Blacksmiths use a variety of tools, hammers and tongs to shape heated metal to make and repair a variety of metal articles by heating, hammering and bending.
- Working with your hands, heat, hammers, tongs to mould and shape metal
- Working with a heated forge
- You will need to talk to customers as each piece of work you make will be built as a unique piece very often
- You will need to be able to lift and load sometimes heavy items of metal
Blacksmiths generally work on their own rather than in a team, and they work for agricultural employers such as farms for horseshoes, tractor repairs etc. In the area of the Black Country you will find jobs in foundry and forges such as Thomas Dudley, and Oliver Rae in Stourbridge.
You will work mainly indoors, and you will be by a heat source such as a forge, so you will be hot. Protective clothing and goggles will be part of what you wear to keep you safe. The work is creative, but sometimes repetitive when you make a lot of the same item, for instance.

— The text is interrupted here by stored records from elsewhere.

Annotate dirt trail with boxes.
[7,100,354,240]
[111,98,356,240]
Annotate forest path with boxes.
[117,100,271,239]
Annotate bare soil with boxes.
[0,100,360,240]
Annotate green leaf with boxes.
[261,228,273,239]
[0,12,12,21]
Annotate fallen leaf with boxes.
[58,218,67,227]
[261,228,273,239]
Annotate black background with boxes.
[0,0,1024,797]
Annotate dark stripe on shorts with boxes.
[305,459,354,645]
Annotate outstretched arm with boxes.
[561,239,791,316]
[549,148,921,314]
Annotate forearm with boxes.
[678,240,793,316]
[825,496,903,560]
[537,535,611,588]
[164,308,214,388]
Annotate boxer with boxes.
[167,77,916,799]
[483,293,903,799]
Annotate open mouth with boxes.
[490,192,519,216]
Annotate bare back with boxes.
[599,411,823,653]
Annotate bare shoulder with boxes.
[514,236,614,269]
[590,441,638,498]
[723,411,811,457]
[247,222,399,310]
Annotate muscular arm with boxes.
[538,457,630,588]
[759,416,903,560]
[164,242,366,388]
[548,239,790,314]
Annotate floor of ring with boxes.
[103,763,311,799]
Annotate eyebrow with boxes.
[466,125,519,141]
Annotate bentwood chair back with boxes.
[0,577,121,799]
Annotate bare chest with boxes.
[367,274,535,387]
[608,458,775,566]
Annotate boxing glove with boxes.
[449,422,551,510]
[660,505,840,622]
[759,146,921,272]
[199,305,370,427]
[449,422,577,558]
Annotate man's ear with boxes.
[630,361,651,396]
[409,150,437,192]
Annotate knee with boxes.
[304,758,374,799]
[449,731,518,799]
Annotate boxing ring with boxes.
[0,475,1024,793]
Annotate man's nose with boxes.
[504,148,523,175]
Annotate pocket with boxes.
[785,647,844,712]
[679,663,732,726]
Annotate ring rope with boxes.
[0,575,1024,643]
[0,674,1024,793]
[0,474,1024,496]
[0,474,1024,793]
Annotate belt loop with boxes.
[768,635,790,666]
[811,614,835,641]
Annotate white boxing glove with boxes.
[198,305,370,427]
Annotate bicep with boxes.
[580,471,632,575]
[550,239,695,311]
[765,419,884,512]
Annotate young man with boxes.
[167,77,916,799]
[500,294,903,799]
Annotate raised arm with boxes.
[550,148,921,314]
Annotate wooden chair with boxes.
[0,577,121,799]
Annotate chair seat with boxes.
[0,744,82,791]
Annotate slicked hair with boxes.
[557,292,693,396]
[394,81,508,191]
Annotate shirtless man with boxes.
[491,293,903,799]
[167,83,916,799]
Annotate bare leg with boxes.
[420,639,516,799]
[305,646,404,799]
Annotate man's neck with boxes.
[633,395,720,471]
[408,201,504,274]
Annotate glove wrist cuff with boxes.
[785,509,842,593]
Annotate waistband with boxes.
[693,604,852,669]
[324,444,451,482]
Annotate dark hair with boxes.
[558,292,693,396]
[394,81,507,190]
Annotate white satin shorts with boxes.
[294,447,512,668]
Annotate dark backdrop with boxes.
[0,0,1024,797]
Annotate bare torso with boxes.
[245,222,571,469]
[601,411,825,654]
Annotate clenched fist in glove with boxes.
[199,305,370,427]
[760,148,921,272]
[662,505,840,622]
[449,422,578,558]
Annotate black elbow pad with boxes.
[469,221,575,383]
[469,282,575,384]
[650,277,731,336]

47-49 hours per week, variable dependent on work available so you would manage your own hours.
£15,000 to £30,000 per year
Predicted trends -10.5% decrease Leading to: 416 fewer jobs by 2027.
The majority of people employed in this role will hold an intermediate apprenticeship or GCSEs at grades 9-4 (A-C). However, some employers may be more flexible and look at your practical abilities. You could also apply for an apprenticeship. If you have an EHCP you may be able to apply under the Dfe exemption which allows the apprentice to use Entry level 3 English and Maths qualifications.
The apprentice would have to be competent enough to successfully achieve all other aspects of the apprenticeship requirements, become occupationally competent and achieve Entry Level 3 in English and Maths before the end of their apprenticeship.